Configure environment

cd docker
cp .env.tinker.example .env.tinker
Edit .env.tinker and set TELEGRAM_BOT_TOKEN and TINKER_API_KEY.
3

Start the stack

docker compose -f docker-compose.tinker.yml --env-file .env.tinker up --build
No model download needed. Inference and training happen remotely via Tinker.
4

Verify

curl http://localhost:8000/v1/models
curl http://localhost:8080/
curl http://localhost:8080/v1/lora

Services

ServicePortDescription
tinker-proxy8000OpenAI-compatible proxy backed by Tinker SDK
claas-api8080CLaaS feedback API in Tinker execution mode
openclaw18789OpenClaw gateway with Telegram bot
initOne-shot: creates LoRA via API + writes OpenClaw config

Configuration

These variables are set in .env.tinker.
VariableRequiredDefaultDescription
TELEGRAM_BOT_TOKENYesBot token from @BotFather
TINKER_API_KEYYesTinker SDK API key
MODELNoQwen/Qwen3-30B-A3BBase model (must use Tinker name)
FEEDBACK_BATCH_SIZENo4Samples per batch before distill
For the full Hydra config and all environment variables, see the Configuration Reference.

Known Gotchas

Tinker model naming: Tinker uses its own model identifiers that differ from HuggingFace names.
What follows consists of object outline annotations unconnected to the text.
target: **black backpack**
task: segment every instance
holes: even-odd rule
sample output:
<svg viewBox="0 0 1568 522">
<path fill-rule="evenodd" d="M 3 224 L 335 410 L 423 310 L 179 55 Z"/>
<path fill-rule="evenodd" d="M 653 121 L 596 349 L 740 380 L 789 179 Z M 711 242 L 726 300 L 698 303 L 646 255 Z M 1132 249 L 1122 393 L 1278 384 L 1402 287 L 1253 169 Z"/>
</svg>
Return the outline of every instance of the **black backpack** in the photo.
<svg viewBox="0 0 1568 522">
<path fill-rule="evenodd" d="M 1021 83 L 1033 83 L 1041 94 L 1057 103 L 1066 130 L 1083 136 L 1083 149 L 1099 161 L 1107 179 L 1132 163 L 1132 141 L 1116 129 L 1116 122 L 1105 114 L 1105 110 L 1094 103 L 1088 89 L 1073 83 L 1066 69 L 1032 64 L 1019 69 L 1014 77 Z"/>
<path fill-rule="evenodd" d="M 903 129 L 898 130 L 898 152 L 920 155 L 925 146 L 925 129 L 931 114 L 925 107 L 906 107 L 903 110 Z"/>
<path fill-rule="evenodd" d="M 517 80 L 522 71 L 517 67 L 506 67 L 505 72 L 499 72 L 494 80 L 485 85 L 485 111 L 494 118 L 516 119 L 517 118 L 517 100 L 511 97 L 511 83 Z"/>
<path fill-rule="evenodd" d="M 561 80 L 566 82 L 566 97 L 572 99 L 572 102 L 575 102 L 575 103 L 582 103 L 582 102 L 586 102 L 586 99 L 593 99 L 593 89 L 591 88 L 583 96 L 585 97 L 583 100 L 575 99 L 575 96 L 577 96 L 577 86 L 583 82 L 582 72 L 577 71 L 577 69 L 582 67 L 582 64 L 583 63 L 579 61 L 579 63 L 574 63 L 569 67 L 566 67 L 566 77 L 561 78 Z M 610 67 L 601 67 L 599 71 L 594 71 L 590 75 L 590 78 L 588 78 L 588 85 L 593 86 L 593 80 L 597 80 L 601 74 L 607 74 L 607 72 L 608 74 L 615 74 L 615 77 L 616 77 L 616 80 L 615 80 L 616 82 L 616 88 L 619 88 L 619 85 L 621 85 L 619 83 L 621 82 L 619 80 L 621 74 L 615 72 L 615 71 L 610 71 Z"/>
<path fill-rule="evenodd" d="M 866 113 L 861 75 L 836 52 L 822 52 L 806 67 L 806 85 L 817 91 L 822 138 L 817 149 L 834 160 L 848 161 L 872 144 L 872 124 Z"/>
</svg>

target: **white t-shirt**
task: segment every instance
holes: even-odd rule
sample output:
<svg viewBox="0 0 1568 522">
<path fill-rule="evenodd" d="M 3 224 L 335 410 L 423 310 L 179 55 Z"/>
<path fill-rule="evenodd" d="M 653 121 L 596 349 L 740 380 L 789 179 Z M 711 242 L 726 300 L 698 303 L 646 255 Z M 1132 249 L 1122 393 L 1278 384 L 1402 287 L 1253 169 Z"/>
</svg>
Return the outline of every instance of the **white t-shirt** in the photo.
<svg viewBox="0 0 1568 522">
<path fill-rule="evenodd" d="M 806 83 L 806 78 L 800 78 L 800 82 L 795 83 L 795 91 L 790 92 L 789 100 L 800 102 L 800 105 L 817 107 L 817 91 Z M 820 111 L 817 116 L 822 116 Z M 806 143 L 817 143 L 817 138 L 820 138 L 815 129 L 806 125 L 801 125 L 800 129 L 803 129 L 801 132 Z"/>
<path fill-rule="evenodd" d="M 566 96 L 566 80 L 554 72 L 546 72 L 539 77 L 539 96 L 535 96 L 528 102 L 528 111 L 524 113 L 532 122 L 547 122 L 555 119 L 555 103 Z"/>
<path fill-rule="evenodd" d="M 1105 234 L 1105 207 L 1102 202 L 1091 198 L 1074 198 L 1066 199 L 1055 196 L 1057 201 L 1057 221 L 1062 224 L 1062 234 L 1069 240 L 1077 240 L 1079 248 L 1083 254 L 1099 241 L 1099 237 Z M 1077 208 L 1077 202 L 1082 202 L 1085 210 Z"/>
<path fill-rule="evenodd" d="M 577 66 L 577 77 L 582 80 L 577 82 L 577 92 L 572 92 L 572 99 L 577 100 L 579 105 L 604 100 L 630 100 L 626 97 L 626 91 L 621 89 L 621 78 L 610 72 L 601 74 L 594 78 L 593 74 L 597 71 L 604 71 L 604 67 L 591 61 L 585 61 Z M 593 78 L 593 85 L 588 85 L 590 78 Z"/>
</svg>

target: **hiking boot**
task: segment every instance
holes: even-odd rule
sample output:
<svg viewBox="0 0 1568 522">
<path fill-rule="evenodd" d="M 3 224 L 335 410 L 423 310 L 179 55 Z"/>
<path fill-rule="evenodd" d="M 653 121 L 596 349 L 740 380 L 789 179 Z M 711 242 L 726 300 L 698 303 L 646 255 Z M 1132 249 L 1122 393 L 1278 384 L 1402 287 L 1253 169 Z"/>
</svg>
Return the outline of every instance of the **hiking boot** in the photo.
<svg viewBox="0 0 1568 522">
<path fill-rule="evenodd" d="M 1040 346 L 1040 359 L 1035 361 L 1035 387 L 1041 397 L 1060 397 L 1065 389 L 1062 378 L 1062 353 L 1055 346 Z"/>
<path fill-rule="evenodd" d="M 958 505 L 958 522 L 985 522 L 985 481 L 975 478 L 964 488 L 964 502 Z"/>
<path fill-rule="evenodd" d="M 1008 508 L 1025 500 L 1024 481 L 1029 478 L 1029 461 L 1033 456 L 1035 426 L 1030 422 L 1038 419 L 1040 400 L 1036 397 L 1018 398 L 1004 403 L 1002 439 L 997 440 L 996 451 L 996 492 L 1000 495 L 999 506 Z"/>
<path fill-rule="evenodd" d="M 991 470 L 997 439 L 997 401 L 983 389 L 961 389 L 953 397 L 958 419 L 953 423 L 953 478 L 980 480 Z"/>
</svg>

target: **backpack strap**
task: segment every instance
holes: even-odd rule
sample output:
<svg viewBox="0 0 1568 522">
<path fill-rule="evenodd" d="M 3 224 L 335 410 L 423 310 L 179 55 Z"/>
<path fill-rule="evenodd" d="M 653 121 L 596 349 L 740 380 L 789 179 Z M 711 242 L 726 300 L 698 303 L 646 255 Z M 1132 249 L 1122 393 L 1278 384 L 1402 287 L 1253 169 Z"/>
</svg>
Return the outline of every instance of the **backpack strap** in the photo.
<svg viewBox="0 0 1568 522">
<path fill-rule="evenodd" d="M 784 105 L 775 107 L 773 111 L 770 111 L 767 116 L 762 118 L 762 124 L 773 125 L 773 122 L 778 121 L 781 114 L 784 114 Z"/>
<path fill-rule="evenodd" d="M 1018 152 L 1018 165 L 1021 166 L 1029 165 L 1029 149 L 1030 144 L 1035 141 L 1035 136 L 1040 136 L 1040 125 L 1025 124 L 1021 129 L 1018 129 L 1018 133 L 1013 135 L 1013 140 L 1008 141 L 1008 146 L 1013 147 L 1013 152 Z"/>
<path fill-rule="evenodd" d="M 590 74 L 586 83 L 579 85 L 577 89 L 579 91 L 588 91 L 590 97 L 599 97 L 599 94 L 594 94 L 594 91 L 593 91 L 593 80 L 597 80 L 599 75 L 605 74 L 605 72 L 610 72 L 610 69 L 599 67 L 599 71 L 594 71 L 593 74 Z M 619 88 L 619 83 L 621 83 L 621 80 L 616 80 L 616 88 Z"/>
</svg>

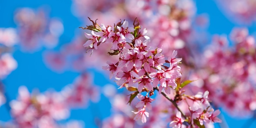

For example, the HuggingFace model Qwen/Qwen3-Coder-30B-A3B-Instruct is Qwen/Qwen3-30B-A3B in Tinker. Sampling works with either name, but LoRA training init will reject the HuggingFace name with a 400 error. Always use the Tinker name.
CLAAS_TINKER_BASE_MODEL must match base_model: The proxy reads CLAAS_TINKER_BASE_MODEL to initialize its sampling client, and the eval config’s base_model is passed to the API for LoRA init. If they reference different models, scoring and training will target different models.